Harsha slams CEB

Deputy Minister Harsha De Silva speaking at the (PUCSL) Energy Forum. Picture by Mahinda Vithanachchi

Foreign Affairs Deputy Minister Harsha De Silva repeatedly criticised the Ceylon Electricity Board (CEB) for what he called an abdication of its duty.

He was speaking at the Public Utilities Commission of Sri Lanka’s (PUCSL) Energy Forum on Thursday evening.

In his keynote speech and the panel discussion, De Silva called out the CEB for not attending the event, for failing to cooperate with the PUCSL, for neglecting the government’s pursuit of renewable energy, and for inefficiencies in tender procurement, losses incurred, and over-inflated salaries.

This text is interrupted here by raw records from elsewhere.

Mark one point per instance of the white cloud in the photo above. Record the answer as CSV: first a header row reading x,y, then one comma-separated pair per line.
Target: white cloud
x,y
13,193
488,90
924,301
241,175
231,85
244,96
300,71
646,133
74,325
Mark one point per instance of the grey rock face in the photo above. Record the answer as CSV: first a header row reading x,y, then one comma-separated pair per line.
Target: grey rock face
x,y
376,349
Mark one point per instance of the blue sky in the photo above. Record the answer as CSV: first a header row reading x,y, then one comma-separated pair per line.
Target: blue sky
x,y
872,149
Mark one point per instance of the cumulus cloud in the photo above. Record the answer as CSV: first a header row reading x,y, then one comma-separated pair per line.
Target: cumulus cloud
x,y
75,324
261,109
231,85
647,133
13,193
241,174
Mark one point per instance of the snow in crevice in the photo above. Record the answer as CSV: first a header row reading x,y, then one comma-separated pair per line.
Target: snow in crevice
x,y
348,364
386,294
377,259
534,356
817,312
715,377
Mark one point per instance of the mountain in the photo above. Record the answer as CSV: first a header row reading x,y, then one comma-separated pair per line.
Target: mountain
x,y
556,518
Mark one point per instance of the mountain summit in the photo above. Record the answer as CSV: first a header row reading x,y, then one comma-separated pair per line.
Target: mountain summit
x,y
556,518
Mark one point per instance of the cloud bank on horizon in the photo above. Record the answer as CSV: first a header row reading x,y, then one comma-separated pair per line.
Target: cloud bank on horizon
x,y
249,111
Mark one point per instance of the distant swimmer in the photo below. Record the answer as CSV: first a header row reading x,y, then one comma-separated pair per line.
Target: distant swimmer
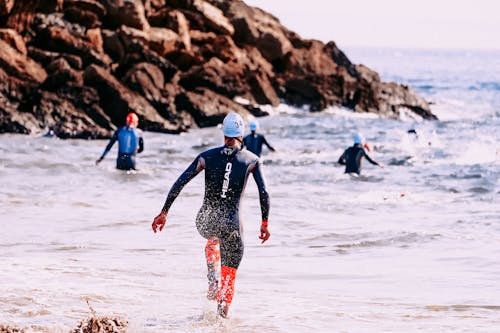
x,y
353,156
129,144
218,220
254,141
412,133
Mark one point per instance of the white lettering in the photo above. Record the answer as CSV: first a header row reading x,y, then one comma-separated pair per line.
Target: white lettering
x,y
225,183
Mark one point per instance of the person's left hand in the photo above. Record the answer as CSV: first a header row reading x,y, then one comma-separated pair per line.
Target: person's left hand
x,y
159,221
264,233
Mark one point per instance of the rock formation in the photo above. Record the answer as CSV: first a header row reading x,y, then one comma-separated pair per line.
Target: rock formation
x,y
78,67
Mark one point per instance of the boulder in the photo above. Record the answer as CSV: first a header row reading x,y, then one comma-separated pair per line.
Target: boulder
x,y
6,7
88,13
223,78
207,107
214,17
118,100
57,39
126,12
146,79
61,74
14,39
19,65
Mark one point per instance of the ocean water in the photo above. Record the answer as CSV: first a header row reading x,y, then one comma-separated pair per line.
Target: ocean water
x,y
412,247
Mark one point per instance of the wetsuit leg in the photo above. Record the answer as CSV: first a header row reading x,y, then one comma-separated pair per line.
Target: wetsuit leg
x,y
231,245
125,162
212,253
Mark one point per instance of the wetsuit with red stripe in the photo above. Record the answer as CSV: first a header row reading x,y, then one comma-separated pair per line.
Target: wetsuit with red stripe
x,y
254,142
226,173
352,158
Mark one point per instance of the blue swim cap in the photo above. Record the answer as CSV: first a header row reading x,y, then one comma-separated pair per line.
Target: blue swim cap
x,y
254,125
359,138
233,125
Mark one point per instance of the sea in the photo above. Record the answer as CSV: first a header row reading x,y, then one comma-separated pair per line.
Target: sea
x,y
411,247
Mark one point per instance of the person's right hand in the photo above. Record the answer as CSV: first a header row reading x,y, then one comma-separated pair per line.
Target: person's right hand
x,y
159,221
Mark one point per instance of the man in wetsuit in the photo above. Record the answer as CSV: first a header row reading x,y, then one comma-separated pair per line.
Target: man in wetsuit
x,y
353,156
218,220
129,143
254,141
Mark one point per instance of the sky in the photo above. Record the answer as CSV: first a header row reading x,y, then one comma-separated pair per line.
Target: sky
x,y
449,24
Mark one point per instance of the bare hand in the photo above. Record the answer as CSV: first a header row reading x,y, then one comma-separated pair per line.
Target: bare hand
x,y
159,221
264,233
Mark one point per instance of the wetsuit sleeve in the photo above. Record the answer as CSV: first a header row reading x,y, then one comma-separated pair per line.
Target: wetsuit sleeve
x,y
267,144
263,194
369,158
110,144
342,158
141,145
192,170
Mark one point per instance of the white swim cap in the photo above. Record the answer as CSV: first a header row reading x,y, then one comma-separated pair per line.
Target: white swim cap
x,y
359,138
254,125
233,125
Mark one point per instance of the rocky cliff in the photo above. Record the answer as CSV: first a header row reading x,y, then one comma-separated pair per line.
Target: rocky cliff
x,y
79,66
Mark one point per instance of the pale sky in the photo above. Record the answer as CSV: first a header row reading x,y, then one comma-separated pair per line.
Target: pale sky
x,y
460,24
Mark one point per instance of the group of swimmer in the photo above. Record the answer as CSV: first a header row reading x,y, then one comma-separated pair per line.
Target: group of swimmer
x,y
227,169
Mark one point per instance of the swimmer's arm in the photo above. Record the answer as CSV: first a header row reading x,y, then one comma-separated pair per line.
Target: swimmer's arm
x,y
193,169
108,147
342,159
264,201
373,161
271,148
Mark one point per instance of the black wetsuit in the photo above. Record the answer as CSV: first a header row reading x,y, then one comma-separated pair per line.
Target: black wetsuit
x,y
226,174
129,142
352,158
254,142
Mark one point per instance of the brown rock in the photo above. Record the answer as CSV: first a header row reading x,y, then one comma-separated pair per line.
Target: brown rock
x,y
217,76
117,100
95,38
262,89
214,17
19,65
126,12
163,41
113,45
59,39
207,107
14,39
88,13
60,74
6,7
146,79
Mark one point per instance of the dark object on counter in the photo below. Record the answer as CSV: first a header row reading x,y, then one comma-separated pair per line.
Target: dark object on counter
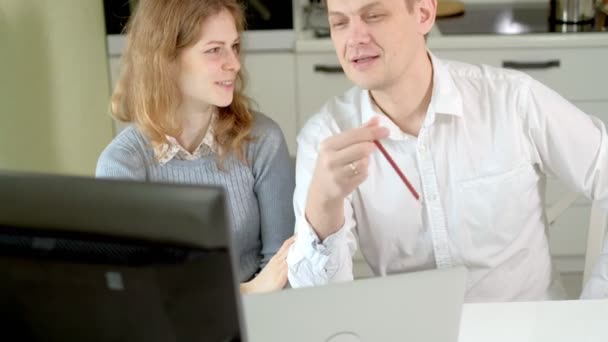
x,y
508,19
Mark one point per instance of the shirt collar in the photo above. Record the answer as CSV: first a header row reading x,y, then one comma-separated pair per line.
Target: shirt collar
x,y
445,99
172,149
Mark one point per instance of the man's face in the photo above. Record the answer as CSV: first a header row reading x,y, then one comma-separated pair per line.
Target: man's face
x,y
376,40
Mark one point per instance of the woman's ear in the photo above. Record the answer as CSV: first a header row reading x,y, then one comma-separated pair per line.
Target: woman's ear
x,y
427,10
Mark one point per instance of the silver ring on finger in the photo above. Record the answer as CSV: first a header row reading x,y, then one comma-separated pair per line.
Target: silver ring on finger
x,y
353,168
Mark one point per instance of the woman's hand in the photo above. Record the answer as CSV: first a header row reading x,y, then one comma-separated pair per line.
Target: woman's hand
x,y
274,275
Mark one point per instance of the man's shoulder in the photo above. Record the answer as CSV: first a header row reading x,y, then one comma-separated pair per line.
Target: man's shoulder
x,y
484,73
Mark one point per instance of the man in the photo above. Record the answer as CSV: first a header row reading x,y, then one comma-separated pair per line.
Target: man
x,y
475,142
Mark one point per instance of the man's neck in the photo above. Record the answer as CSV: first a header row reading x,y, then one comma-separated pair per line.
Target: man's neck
x,y
406,102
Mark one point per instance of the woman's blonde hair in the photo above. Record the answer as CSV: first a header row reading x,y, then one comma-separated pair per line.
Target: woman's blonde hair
x,y
147,93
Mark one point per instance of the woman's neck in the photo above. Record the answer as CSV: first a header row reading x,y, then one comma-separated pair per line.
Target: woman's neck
x,y
194,123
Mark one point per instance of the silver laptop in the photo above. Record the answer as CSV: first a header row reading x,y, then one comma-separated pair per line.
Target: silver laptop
x,y
419,306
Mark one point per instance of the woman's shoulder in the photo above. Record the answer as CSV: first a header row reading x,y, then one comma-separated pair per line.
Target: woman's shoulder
x,y
265,128
130,143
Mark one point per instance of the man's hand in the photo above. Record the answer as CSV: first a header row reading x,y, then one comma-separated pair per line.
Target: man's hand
x,y
342,165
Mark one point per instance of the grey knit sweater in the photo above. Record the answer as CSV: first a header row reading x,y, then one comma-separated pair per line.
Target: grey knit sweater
x,y
259,194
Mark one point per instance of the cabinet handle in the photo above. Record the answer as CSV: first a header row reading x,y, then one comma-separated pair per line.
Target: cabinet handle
x,y
328,69
554,63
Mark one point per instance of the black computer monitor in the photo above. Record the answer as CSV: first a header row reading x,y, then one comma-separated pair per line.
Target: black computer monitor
x,y
105,260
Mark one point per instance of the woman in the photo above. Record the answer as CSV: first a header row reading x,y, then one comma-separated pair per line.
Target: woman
x,y
182,88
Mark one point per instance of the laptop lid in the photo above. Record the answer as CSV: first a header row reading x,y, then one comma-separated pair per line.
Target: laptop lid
x,y
421,306
103,260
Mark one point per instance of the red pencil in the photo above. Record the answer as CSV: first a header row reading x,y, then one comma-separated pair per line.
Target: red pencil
x,y
396,168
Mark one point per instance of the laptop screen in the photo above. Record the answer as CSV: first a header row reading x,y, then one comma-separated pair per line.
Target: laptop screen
x,y
66,277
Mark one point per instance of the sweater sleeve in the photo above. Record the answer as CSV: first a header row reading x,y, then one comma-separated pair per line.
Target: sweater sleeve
x,y
121,159
274,185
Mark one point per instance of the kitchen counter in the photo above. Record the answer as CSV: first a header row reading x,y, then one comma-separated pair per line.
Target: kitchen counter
x,y
307,43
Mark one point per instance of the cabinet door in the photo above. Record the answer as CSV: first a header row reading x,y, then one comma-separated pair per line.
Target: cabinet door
x,y
271,84
319,78
574,73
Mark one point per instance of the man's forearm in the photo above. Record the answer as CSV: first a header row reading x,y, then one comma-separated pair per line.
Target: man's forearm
x,y
325,217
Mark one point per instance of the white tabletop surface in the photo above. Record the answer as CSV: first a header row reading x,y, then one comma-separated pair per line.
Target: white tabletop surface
x,y
550,321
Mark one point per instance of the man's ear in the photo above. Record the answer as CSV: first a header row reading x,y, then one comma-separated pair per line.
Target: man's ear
x,y
426,9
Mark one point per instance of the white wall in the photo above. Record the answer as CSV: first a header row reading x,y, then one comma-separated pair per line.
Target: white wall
x,y
54,90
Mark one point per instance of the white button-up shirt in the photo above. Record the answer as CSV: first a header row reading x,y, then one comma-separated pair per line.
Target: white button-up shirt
x,y
489,138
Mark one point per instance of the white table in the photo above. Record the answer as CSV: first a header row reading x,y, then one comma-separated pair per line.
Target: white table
x,y
549,321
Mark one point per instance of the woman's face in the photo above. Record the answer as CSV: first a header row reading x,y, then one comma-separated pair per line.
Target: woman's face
x,y
208,69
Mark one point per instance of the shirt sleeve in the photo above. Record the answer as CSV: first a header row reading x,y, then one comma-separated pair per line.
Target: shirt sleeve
x,y
572,146
597,285
274,183
311,261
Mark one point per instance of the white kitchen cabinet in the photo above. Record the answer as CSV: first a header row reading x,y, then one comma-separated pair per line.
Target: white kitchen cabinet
x,y
571,72
319,77
114,64
272,86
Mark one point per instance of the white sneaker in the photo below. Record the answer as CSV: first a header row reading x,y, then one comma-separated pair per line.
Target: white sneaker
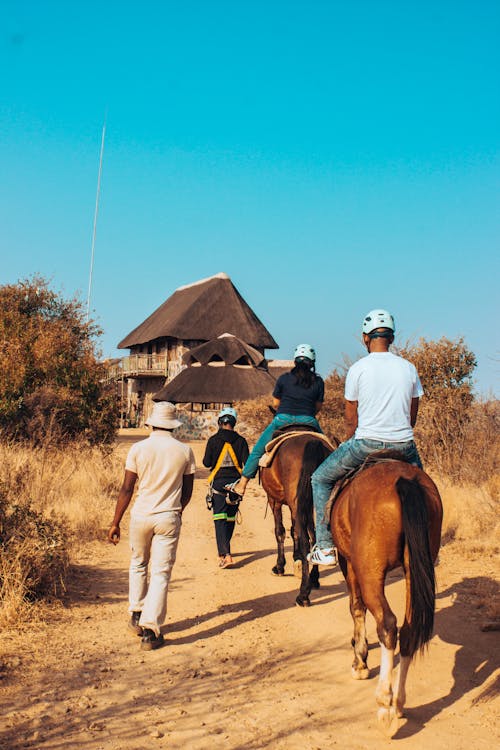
x,y
319,556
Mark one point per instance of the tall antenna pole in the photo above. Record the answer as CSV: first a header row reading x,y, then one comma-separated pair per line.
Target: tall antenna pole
x,y
96,211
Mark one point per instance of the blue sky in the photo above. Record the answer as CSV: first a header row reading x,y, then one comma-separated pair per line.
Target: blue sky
x,y
331,157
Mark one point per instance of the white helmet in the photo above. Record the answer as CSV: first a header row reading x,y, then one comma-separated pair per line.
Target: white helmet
x,y
305,350
378,319
228,411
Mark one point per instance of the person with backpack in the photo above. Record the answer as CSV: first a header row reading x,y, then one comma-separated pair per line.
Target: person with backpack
x,y
225,454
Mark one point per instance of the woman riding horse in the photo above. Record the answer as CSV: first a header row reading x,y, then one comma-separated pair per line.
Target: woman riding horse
x,y
297,397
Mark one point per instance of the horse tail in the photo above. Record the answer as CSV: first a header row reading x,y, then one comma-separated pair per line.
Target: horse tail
x,y
422,595
315,452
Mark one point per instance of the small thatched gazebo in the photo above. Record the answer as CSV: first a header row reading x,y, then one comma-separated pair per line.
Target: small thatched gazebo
x,y
219,372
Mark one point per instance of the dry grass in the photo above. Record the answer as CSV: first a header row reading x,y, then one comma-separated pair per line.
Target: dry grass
x,y
51,501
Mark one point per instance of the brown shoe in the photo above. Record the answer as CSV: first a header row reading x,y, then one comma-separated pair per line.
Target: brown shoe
x,y
150,640
133,623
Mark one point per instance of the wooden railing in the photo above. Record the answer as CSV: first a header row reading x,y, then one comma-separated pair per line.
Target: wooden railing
x,y
137,365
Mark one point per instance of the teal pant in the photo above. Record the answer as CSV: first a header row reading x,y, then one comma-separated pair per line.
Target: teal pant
x,y
280,420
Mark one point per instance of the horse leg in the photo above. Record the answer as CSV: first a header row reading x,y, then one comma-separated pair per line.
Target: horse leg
x,y
302,600
279,531
385,620
297,557
359,642
405,654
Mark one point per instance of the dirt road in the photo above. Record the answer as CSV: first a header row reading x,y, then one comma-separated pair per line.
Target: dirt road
x,y
242,666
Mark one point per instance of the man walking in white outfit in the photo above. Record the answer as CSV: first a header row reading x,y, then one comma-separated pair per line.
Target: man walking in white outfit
x,y
382,392
164,470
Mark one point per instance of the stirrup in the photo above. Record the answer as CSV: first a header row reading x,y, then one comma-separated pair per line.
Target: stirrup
x,y
230,488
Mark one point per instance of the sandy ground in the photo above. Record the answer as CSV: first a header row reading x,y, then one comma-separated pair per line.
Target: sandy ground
x,y
242,666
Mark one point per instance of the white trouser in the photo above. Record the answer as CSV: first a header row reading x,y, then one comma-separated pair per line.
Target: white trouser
x,y
153,540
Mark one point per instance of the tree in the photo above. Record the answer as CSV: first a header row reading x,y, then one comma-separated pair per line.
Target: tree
x,y
51,380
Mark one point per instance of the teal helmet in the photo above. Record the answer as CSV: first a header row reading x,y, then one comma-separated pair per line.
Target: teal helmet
x,y
227,415
304,351
378,319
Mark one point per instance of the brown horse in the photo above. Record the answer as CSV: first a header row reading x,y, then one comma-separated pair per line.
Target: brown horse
x,y
389,516
287,481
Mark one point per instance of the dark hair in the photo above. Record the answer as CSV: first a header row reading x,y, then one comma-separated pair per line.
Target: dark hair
x,y
304,372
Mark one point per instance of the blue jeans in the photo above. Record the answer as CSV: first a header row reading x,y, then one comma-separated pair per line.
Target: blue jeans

He began his speech by excoriating the CEB for not attending the Energy Forum. “The Ceylon Electricity Board General Manager is not here. We are talking about electricity at this Energy Forum 2017. This is organised by the regulator. I am here, the Chairman is here, the invitees are here. Where is the CEB General Manager? What is the anxiety attack the man has got?”

De Silva emphasised the government’s “deep disappointment that the Ceylon Electricity Board has been very unprofessional by not participating in the forum".

Repeatedly throughout the forum, he took the CEB to task for not doing their jobs, leading to incomplete procurements.

“How can we complete the procurements if those members of the procurement committees are not sitting on those procurement committees?”

He specifically mentioned the proposed LNG power plant at Kerawalapitiya, blaming the CEB for delay.

“I have sat in multiple CCM meetings and multiple excuses have been given about why it is delayed. Six people bid, five people were disqualified, only one person was selected and that person didn’t have a proper bid. What happens now? Now what has happened is that no CEB engineer is sitting on the procurement boards. That’s a hell of a how-do- you-do. Are we being kept to ransom by certain people?”

De Silva acknowledged that there are disagreements between the CEB and the PUCSL as a regulating body regarding the Long-Term Generation Expansion Plan, but said that these were technical differences without bearings on tender procurements and should have been sorted out by now.

And he took issue with the way in which problems with the CEB turn into allegations against the Government, which he says are without merit.

“It is not the decision of the Cabinet or the Minister in charge, or the Prime Minister or the President, to go ahead and order a tender. It must be done by those who have been appointed to do it. If those who have been appointed to do it are absconding and not sitting in these tender committees and approving these projects, then how is it the fault of the Government?

“It is just like the CEB is not present here to discuss these matters. They are running away from the responsibilities they have been tasked with in going through the proper procedures and selecting who needs to be given these tenders so that the plants can come online,” De Silva said.

De Silva also criticised the CEB’s Rs. 30 billion loss for the first six months of 2017. He argued that Sri Lankan citizens end up paying for that through taxes on “bread or sugar or milk powder,” as well as the CEB’s Rs. 40 billion debt incurred to the Ceylon Petroleum Corporation in the first nine months of this year. He said these losses might be owed in part to the salaries of various CEB employees, which he called “very high.”

De Silva conceded that the Government carried some responsibility for not implementing proper reforms, but he insisted that the Government is trying in its attempts to reform not just the CEB but the entire energy sector.